The last few months, following summer, I have had a strong hunch that the prospects of sentiment analysis in general look very bright. Why? Because the marriage between semantic methods in linguistics and scientific methods from statistics and computer science is very timely and is starting to pay dividends.
With social media becoming more and more an integrated part of people’s lives and awareness, the question is no longer how to obtain information in text, but how to select the relevant parts of it. The information itself is out there readily available.
I have always felt that the core of our prediction method is to extract some entity or number connected to the mood or sentiment in texts and process it according to the needs of a certain issue or costumer.
One could compare the vision (haha) of text analysis to the fitting of a pair of glasses. Each eye needs an individually tailored lens in order to get a perfect impression of the outside world. If the lens is too weak or strong, this impression will be blurred to a smaller or greater extent. But there exists this optimal fitting that permits the viewer to experience a razor sharp picture of the surrounding environment.
The role of a practitioner of our trade is that of the optician’s. In an environment with an abundance of text available, information can easily be blurred by the sheer volumes of sources available. With our technology there is an emerge of tools to obtain relevant information as well as performing a ”read between the lines” analysis. And, as in the case with the glasses, what relevant information constitutes is highly individual and any tool provided by us must therefore contain the possibility to be fine tuned according to the needs of the user.

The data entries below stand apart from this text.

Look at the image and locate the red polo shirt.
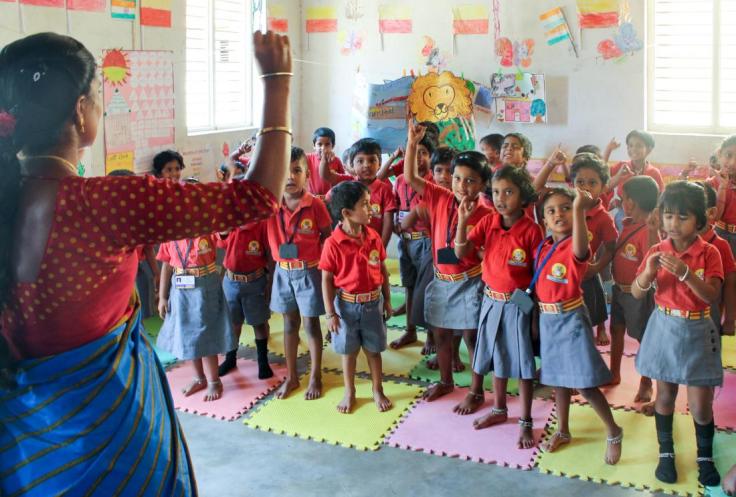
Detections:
[535,237,592,304]
[423,183,493,274]
[319,226,386,293]
[267,191,332,262]
[639,237,723,311]
[468,213,544,293]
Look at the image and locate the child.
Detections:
[267,147,332,400]
[307,128,345,200]
[631,181,723,486]
[156,177,238,401]
[535,188,623,464]
[404,121,491,401]
[319,181,391,414]
[455,166,543,449]
[319,138,396,247]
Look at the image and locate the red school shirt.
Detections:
[267,191,332,262]
[423,183,493,274]
[468,213,544,293]
[319,226,386,293]
[637,237,723,311]
[534,236,591,304]
[217,221,268,273]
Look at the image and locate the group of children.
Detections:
[148,122,736,485]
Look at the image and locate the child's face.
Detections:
[353,152,381,181]
[452,165,483,200]
[491,179,522,216]
[501,136,524,166]
[575,167,603,199]
[432,163,452,190]
[544,195,572,235]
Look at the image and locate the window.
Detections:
[185,0,254,133]
[647,0,736,134]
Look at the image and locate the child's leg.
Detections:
[276,311,301,399]
[580,388,624,464]
[687,387,721,486]
[337,349,360,414]
[304,317,322,400]
[363,348,391,412]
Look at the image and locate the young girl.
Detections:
[535,188,623,464]
[455,166,543,449]
[631,181,723,485]
[319,181,391,414]
[156,176,237,401]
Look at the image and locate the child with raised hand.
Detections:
[631,181,723,486]
[319,181,391,414]
[267,147,332,400]
[535,188,623,464]
[319,138,396,247]
[404,121,491,401]
[454,166,544,449]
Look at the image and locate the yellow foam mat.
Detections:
[537,404,736,496]
[322,329,424,377]
[244,373,422,450]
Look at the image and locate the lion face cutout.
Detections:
[409,71,473,122]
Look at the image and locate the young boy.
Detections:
[267,147,332,400]
[319,181,391,414]
[319,138,396,247]
[307,128,345,200]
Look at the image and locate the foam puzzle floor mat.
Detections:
[244,373,422,450]
[166,359,286,421]
[386,388,554,469]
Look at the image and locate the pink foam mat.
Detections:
[166,359,286,421]
[386,388,554,469]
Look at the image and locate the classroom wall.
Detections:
[297,0,721,167]
[0,0,300,181]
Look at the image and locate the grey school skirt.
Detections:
[636,309,723,387]
[156,273,238,360]
[539,306,611,388]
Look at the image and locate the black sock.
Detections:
[693,420,721,487]
[654,411,677,483]
[256,338,273,380]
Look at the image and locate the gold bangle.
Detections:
[256,126,294,136]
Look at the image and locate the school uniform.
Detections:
[636,237,723,386]
[156,235,238,360]
[424,183,492,330]
[611,218,654,342]
[468,213,543,380]
[217,221,271,326]
[266,191,332,317]
[319,226,387,355]
[535,237,611,388]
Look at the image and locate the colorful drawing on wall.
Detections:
[577,0,618,29]
[102,50,175,173]
[409,71,473,122]
[491,73,547,123]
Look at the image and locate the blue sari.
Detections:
[0,309,197,497]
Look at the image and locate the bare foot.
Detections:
[390,330,417,349]
[452,392,486,416]
[337,391,355,414]
[373,390,393,412]
[539,431,572,452]
[181,378,207,397]
[473,407,509,430]
[422,382,455,402]
[204,380,222,402]
[276,380,299,399]
[304,377,322,400]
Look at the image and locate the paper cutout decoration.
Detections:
[409,71,473,122]
[266,2,289,33]
[577,0,618,29]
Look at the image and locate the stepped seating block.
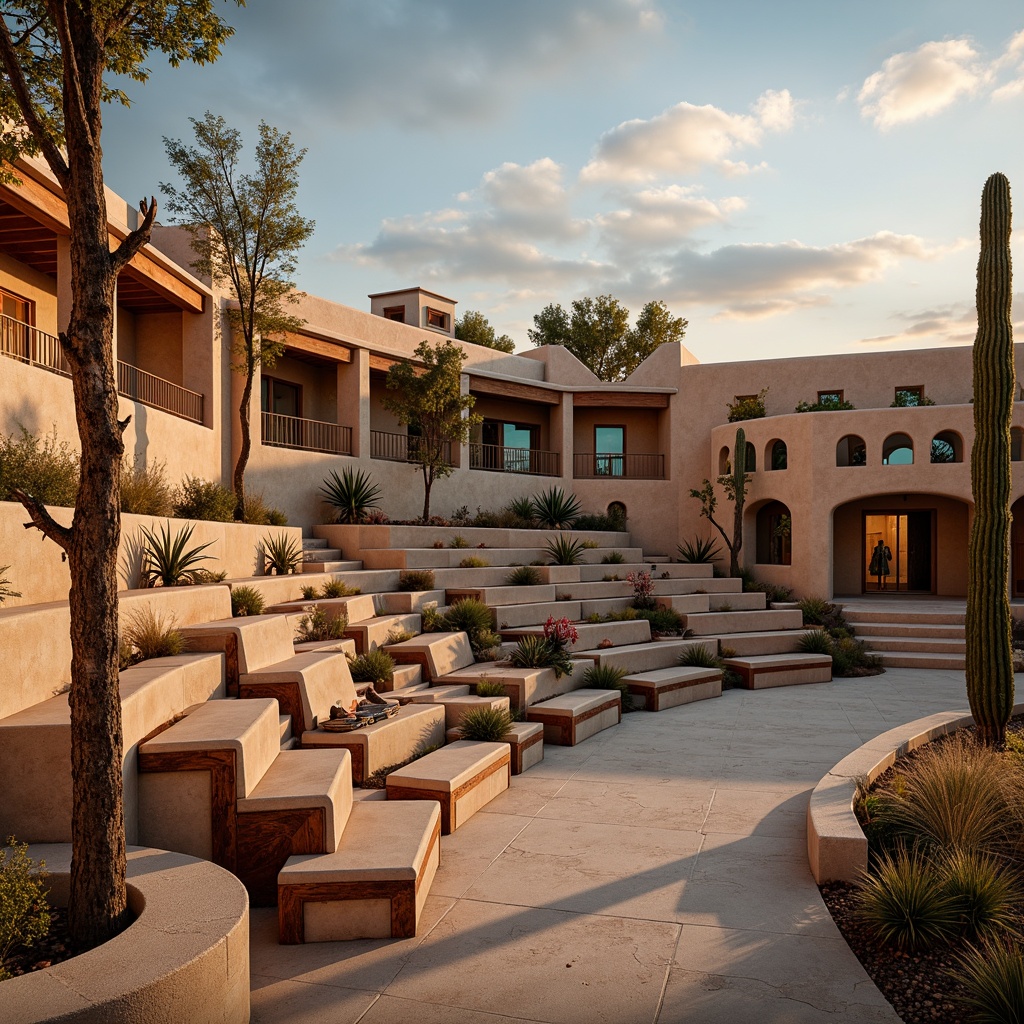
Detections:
[278,799,440,944]
[239,651,355,735]
[444,693,509,729]
[138,698,281,871]
[686,608,804,637]
[444,722,544,775]
[236,749,352,906]
[0,653,225,843]
[444,584,555,607]
[526,689,623,746]
[387,633,476,681]
[381,590,444,615]
[387,739,511,836]
[490,601,581,630]
[725,654,831,690]
[266,594,377,623]
[178,615,293,696]
[577,640,718,674]
[302,703,444,782]
[623,666,722,711]
[345,612,423,654]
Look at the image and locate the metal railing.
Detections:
[469,444,561,476]
[370,430,452,465]
[0,315,71,377]
[118,359,203,423]
[262,413,352,455]
[572,452,665,480]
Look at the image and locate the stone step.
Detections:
[301,703,444,782]
[725,654,831,690]
[623,666,722,711]
[685,608,804,636]
[526,689,623,746]
[387,633,476,681]
[577,639,718,675]
[278,800,440,944]
[387,739,511,836]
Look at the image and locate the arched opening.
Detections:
[882,434,913,466]
[836,434,867,466]
[932,430,964,463]
[757,502,793,565]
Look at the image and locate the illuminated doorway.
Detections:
[862,509,935,594]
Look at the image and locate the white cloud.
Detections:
[580,89,795,183]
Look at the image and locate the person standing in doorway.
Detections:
[867,541,893,590]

Enough said about visions. Lately we have been investigating the use of text analysis in risk management. Some exciting results have emerged both in terms of the interpretation of events but more importantly in the predictive power in foreseeing future changes in entities that have text written about them.

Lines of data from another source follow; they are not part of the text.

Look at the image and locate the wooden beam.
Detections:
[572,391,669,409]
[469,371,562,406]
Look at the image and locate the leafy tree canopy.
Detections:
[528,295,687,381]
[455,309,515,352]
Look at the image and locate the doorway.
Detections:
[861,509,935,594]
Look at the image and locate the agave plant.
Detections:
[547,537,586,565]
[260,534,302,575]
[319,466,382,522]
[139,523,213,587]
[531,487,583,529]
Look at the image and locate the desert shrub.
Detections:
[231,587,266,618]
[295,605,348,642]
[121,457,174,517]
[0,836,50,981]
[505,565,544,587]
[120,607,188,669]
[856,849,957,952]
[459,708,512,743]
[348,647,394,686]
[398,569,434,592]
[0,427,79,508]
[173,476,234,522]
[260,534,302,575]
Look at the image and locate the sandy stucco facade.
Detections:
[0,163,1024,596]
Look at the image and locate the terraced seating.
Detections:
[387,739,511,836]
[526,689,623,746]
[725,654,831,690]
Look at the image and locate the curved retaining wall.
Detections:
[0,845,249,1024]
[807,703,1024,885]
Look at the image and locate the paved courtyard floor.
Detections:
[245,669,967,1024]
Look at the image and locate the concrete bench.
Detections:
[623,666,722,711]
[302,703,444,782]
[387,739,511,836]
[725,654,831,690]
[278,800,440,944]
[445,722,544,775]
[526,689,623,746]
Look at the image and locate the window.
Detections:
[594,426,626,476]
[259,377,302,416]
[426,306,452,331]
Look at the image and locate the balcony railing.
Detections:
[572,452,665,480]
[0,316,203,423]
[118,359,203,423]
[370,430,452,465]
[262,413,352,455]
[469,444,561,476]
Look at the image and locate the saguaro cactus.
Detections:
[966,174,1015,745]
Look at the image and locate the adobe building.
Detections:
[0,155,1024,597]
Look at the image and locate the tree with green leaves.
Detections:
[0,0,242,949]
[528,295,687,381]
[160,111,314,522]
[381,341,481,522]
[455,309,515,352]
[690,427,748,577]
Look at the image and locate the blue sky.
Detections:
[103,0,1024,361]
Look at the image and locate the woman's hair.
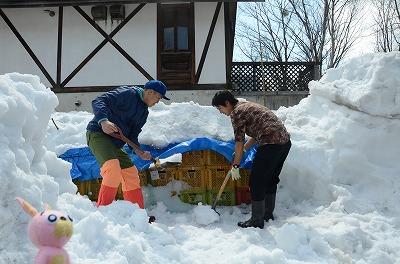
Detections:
[211,90,239,107]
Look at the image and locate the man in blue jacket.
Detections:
[86,80,169,208]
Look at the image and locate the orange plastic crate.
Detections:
[181,150,205,167]
[147,168,178,186]
[206,166,235,190]
[204,150,230,166]
[235,169,250,187]
[139,171,148,186]
[177,167,206,189]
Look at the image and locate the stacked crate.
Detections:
[74,150,250,206]
[204,150,236,205]
[177,150,207,204]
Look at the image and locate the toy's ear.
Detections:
[16,197,38,217]
[44,203,51,210]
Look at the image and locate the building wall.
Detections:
[0,3,226,86]
[56,90,308,112]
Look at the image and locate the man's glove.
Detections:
[228,165,240,181]
[232,149,246,160]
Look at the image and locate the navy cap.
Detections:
[144,80,169,100]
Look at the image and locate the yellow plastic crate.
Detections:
[177,167,207,189]
[207,188,236,206]
[181,150,205,167]
[178,188,207,205]
[204,150,230,166]
[206,166,235,190]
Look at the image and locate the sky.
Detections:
[233,0,376,61]
[0,52,400,264]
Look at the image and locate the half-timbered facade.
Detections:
[0,0,247,110]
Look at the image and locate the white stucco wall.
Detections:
[0,3,226,87]
[195,3,226,84]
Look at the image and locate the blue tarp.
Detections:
[60,137,255,181]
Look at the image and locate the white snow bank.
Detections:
[0,73,76,263]
[310,52,400,119]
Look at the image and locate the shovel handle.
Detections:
[211,172,231,211]
[111,128,157,164]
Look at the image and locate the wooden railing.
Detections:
[230,62,320,92]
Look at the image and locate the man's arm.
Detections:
[244,137,256,151]
[232,141,244,165]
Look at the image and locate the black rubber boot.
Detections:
[238,200,265,229]
[264,193,276,222]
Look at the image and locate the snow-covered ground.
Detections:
[0,52,400,264]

Recently, we have been using our sentiment analysis with other techniques in order to predict future credit ratings of companies so that now not only pure economical data is used for such an analysis, but also the information contained in the text in numerous articles about that very company.
The results have been very encouraging, displaying a connection between the average sentiment in articles and actual subsequent credit rating. A perfect example of our aim to link information contained in writing to a real quantity. We hope to see many opportunities of practical importance in the wake of these findings in the near future.